Originally a profitable industrial technology, screen printing was eventually adopted by artists as an expressive and conveniently repeatable medium for duplication well before the 1900s. It is currently popular both in fine arts and in commercial printing, where it is commonly used to print images on Posters, POS materials, banners, T-shirts, hats, CDs, DVDs, ceramics, glass, polyethylene, polypropylene, paper, metals, and wood.
A screen is made of a piece of porous, finely woven fabric called mesh stretched over a frame of aluminium or wood. Originally human hair then silk was woven into screen mesh; currently most mesh is made of man-made materials such as steel, nylon, and polyester. Areas of the screen are blocked off with a non-permeable material to form a stencil, which is a negative of the image to be printed; that is, the open spaces are where the ink will appear.

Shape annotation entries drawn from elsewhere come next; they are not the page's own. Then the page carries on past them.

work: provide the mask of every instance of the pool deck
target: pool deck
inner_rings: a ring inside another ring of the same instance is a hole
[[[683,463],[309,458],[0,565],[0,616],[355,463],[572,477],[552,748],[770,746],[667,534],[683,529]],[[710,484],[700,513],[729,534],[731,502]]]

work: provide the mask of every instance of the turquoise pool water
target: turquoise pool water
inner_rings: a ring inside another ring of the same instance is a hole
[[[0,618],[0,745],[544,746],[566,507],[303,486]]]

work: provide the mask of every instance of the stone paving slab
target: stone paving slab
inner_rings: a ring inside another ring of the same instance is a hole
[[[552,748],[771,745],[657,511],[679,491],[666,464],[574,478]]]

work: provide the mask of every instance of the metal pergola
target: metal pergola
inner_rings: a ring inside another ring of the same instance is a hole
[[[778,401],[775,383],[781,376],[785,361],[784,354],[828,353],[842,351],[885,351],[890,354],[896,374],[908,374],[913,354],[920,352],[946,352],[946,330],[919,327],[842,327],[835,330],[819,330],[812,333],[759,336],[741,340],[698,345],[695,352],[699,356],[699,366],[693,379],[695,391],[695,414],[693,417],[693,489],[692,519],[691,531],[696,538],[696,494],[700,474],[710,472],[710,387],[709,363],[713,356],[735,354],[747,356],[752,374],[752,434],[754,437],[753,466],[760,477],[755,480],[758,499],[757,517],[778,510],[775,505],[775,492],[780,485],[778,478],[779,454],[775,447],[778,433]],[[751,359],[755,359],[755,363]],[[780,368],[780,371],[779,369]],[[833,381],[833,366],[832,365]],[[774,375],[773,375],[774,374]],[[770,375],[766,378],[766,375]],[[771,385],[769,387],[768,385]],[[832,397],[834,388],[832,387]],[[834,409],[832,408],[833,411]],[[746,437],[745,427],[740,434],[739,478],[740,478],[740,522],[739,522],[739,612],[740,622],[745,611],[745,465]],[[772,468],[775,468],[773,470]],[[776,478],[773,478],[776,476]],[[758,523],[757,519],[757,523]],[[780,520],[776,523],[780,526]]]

The screen is placed on top of a substrate such as paper or fabric. Ink is placed on top of the screen, and a fill bar (also known as a floodbar) is used to fill the mesh openings with ink. The operator begins with the fill bar at the rear of the screen and behind a reservoir of ink. The operator lifts the screen to prevent contact with the substrate and then using a slight amount of downward force pulls the fill bar to the front of the screen. This effectively fills the mesh openings with ink and moves the ink reservoir to the front of the screen. The operator then uses a squeegee (rubber blade) to move the mesh down to the substrate and pushes the squeegee to the rear of the screen. The ink that is in the mesh opening is pumped or squeezed by capillary action to the substrate in a controlled and prescribed amount, i.e. the wet ink deposit is proportional to the thickness of the mesh and or stencil. As the squeegee moves toward the rear of the screen the tension of the mesh pulls the mesh up away from the substrate (called snap-off) leaving the ink upon the substrate surface with the image that is required. With modern digital technologies, it’s now able to replicate these processes with less set-up and instant print directly onto most surfaces.